Le burger de l’entreprise Mosa Meat avec une viande cellulaire.
Jocelyne Porcher, sociologue à l’Inrae, qui défend l’élevage paysan et à travers lui la relation humain-animal, est plus sévère sur le rôle joué par le mouvement de défense de la cause animale dans la notoriété de la viande cellulaire : « La violence de l’élevage industriel est connue depuis les années 1970, sans avoir gêné grand monde pendant quarante ans. Pourquoi la dénonciation de cette violence arrive-t-elle maintenant ? Ce qui a changé est qu’avant, la seule alternative à l’élevage industriel était l’élevage paysan, qui n’intéresse pas l’industrie. Mais le projet industriel de viande cellulaire, si. Et le mouvement de défense de la cause animale le rend possible, même s’il n’en est pas à l’origine », explique à Reporterre l’autrice de l’ouvrage Cause animale, cause du capital (éd. Le Bord de l’eau, 2019). Un argumentaire faisant écho aux nombreux financements reçus par ces organisations, qui concourent à démultiplier leur visibilité et leur audience.
« Le conflit est regrettable »
La position proviande cellulaire de certaines organisations de défense de l’élevage de ferme participe aussi à la réconciliation voulue entre élevage et viande in vitro. « Le discours de certains promoteurs des produits à base de cellules cultivées évolue depuis une dizaine d’années.

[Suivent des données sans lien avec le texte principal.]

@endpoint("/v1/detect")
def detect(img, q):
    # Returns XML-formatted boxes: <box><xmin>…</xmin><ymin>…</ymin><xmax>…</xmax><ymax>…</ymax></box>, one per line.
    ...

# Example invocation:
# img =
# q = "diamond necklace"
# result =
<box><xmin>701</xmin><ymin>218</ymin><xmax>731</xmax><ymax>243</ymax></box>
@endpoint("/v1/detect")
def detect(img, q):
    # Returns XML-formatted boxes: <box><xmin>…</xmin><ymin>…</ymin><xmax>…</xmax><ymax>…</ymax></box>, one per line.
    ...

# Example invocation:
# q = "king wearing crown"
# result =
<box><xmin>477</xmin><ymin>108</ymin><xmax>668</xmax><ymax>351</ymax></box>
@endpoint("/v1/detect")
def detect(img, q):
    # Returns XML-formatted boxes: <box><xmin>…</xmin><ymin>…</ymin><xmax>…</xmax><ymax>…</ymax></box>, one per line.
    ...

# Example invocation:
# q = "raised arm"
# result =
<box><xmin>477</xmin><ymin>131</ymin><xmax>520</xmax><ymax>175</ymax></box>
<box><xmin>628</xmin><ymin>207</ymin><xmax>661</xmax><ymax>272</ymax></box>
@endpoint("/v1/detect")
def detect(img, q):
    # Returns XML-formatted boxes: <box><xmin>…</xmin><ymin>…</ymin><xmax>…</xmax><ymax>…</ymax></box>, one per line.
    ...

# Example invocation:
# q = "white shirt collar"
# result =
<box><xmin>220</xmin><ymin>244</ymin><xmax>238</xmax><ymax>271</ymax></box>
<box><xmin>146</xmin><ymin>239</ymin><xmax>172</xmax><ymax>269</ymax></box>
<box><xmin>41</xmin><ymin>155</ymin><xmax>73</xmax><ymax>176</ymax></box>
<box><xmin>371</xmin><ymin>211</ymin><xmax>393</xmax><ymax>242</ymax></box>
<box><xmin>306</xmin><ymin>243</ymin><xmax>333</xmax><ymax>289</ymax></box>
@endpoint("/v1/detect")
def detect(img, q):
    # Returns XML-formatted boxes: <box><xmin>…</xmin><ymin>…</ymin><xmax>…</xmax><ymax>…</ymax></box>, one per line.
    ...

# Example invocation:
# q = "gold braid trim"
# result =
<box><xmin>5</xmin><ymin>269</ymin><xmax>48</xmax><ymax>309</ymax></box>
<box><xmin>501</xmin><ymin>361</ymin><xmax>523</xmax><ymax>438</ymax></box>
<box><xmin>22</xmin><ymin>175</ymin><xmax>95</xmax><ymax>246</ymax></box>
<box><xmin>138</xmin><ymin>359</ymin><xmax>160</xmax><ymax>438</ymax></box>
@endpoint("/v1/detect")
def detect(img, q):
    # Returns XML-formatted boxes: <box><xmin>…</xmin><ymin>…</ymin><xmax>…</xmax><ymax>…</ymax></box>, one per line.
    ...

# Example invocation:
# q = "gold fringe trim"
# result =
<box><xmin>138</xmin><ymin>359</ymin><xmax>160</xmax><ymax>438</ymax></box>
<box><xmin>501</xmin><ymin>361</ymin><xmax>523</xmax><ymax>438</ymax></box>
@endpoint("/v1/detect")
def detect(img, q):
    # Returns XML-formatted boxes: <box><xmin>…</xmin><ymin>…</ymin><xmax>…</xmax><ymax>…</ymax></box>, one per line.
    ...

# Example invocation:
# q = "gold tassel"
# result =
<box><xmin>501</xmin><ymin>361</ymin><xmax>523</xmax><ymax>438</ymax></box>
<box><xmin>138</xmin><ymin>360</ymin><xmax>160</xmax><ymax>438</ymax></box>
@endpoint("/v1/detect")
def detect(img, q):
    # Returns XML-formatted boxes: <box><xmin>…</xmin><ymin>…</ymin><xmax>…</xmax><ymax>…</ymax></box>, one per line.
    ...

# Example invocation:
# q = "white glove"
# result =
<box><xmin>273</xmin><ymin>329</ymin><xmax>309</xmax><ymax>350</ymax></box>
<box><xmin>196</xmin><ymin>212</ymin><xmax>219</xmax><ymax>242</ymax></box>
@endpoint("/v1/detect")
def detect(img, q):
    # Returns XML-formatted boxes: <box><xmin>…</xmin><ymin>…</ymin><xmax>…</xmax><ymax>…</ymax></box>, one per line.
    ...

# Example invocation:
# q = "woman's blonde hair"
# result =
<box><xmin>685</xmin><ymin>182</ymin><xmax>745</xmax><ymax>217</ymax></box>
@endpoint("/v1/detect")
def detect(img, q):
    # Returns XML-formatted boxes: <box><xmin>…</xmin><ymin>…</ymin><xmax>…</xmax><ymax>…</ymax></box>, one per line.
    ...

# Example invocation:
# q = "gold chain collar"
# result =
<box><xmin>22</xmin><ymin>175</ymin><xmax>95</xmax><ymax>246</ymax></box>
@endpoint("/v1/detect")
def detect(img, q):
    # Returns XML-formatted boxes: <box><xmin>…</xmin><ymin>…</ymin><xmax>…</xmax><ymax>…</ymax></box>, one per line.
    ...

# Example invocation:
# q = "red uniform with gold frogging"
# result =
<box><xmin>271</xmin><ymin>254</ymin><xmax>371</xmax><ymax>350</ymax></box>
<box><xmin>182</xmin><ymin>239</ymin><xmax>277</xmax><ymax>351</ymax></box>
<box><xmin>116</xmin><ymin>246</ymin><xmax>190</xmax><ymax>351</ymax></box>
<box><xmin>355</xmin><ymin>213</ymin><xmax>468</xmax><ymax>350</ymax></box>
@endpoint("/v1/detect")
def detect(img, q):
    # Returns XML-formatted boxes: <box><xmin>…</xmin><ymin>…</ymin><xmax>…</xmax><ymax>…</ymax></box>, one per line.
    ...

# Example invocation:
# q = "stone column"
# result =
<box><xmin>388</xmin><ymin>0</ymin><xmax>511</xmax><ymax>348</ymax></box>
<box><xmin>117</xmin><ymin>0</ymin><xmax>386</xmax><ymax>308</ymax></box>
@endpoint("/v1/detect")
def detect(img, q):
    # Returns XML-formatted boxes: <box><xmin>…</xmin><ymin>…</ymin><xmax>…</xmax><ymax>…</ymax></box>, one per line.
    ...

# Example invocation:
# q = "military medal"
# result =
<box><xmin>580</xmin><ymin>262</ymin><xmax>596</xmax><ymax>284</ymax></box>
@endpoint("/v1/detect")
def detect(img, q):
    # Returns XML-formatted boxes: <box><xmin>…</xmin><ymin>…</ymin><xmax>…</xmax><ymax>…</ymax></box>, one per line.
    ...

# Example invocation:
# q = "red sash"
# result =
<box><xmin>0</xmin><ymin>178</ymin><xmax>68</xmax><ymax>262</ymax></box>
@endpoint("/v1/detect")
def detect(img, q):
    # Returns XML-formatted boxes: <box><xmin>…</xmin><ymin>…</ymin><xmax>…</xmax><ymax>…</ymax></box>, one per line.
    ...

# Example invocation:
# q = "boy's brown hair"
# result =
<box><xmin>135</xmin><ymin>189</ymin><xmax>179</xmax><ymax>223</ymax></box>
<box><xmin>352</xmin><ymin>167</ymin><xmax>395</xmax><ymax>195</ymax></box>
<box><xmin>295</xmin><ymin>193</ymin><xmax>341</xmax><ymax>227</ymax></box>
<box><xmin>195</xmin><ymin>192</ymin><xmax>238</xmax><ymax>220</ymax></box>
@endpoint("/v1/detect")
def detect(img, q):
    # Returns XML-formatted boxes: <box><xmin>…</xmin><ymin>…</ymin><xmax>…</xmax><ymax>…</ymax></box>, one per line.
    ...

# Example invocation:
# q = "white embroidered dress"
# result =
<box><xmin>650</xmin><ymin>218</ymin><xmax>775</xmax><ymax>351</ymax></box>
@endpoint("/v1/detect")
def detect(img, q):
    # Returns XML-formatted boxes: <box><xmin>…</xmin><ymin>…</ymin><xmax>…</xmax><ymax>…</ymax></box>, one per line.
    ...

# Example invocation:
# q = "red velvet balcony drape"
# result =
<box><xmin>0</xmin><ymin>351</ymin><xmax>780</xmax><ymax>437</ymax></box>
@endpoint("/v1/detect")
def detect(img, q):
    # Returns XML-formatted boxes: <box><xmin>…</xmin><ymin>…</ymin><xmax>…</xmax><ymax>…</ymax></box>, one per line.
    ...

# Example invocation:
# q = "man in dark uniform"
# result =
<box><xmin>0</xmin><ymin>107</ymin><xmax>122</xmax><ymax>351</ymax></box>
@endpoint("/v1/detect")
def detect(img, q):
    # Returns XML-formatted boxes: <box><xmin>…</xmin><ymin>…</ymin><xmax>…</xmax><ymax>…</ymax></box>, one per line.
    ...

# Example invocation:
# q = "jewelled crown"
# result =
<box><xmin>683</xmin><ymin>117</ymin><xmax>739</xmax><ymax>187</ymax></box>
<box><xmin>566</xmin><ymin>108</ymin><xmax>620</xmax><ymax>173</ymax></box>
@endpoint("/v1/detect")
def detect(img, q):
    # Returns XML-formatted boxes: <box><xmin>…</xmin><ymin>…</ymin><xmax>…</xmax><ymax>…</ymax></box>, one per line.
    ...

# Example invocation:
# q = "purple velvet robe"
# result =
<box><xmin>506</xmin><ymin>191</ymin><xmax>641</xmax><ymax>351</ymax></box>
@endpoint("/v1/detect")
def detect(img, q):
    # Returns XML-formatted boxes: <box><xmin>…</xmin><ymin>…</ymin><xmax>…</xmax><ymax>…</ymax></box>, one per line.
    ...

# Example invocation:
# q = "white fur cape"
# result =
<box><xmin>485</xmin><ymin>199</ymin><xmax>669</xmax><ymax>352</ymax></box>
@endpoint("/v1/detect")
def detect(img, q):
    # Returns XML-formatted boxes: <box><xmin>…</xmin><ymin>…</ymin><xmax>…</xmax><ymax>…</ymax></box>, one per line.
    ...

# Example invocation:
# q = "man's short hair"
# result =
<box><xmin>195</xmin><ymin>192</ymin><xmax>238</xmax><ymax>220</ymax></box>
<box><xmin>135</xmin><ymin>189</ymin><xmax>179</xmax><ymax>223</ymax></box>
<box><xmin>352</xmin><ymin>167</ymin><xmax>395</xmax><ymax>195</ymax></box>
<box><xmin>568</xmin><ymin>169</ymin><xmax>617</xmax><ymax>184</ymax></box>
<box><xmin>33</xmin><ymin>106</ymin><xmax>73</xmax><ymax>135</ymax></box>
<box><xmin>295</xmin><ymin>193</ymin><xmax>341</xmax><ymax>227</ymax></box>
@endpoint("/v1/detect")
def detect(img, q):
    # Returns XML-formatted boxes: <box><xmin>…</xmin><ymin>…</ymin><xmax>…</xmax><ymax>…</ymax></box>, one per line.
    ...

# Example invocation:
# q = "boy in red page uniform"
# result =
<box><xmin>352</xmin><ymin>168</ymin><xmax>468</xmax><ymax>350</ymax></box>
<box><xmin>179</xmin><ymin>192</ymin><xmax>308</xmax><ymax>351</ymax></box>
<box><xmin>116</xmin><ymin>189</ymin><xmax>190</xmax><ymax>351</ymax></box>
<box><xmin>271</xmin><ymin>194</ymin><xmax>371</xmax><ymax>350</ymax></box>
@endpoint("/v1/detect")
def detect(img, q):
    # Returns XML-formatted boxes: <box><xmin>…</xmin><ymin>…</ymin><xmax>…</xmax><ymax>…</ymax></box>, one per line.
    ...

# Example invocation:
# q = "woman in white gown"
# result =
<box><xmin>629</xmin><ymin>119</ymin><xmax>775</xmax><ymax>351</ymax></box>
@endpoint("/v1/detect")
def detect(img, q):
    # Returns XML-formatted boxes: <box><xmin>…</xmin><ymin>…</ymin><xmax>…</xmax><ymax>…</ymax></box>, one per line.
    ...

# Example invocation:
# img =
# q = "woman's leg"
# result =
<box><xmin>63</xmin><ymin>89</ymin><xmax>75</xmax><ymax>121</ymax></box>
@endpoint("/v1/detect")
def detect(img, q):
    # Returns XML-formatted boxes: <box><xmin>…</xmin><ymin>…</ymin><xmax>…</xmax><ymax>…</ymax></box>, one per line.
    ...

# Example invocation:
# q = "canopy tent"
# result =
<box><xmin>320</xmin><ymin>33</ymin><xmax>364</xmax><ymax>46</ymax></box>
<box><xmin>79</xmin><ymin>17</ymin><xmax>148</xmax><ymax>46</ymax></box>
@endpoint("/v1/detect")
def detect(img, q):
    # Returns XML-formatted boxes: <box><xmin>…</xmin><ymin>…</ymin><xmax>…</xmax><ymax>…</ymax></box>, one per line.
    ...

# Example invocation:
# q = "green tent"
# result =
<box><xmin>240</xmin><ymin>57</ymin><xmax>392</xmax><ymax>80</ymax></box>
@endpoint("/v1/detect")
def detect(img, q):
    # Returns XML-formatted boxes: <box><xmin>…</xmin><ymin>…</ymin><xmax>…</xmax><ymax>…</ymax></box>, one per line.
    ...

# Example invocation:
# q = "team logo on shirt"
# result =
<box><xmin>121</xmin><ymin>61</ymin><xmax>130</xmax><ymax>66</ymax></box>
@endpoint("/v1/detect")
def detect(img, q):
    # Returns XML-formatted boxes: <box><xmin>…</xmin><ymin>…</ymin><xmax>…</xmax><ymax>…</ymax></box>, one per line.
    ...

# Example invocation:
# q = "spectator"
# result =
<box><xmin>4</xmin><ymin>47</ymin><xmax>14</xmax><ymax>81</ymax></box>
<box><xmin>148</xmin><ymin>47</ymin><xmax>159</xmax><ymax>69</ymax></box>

Conçu d’abord unanimement pour répondre à tous les maux de l’élevage industriel, il évolue aujourd’hui pour présenter ces produits comme étant complémentaires de ceux de l’élevage. La position anti-élevage n’était pas tenable en France pour emporter une adhésion assez large », estime Jean-François Hocquette.
La Confédération paysanne, fermement opposée au projet industriel de viande cellulaire, s’en est émue à l’issue d’une audition au Sénat des syndicats agricoles sur la viande cellulaire. « Avant d’y aller, j’étais assez serein, persuadé d’une position commune des syndicats agricoles. Je ne m’attendais pas du tout à ce que le représentant de la FNSEA [1], qui connaissait bien le sujet, défende la viande cellulaire », témoigne Stéphane Galais, responsable du groupe humain/animal à la Confédération paysanne.
Respect Farms souhaite proposer des petites unités de production de viande cellulaire à installer sur les fermes.
« Le conflit entre animaux de ferme et viande cellulaire est regrettable », déclare pour sa part Camilla Björkbom, de Eurogroup for Animals. Et de citer comme exemple le projet néerlandais Respect Farms qui invente — sans blaguer — des petites unités de production de viande cellulaire à installer sur les fermes : « Respect Farms vise à aider les agriculteurs et les éleveurs à diversifier leurs activités pour partager la promesse de la viande cultivée. » Manger de la viande ou pas, élever des animaux ou pas, la viande cellulaire est là !
Comme souvent, les nouveautés technologiques prétendent apporter des solutions à tous nos problèmes, une « économie de la promesse » à laquelle la viande cellulaire ne déroge pas. Pour justifier des investissements — publics en particulier —, les promoteurs de la viande cellulaire défendent ses vertus écologiques, morales et sanitaires. Mais à y regarder de plus près, on voit avant tout un projet à la technique encore balbutiante, qui a déjà les travers d’être énergivore et dans les mains de géants industriels.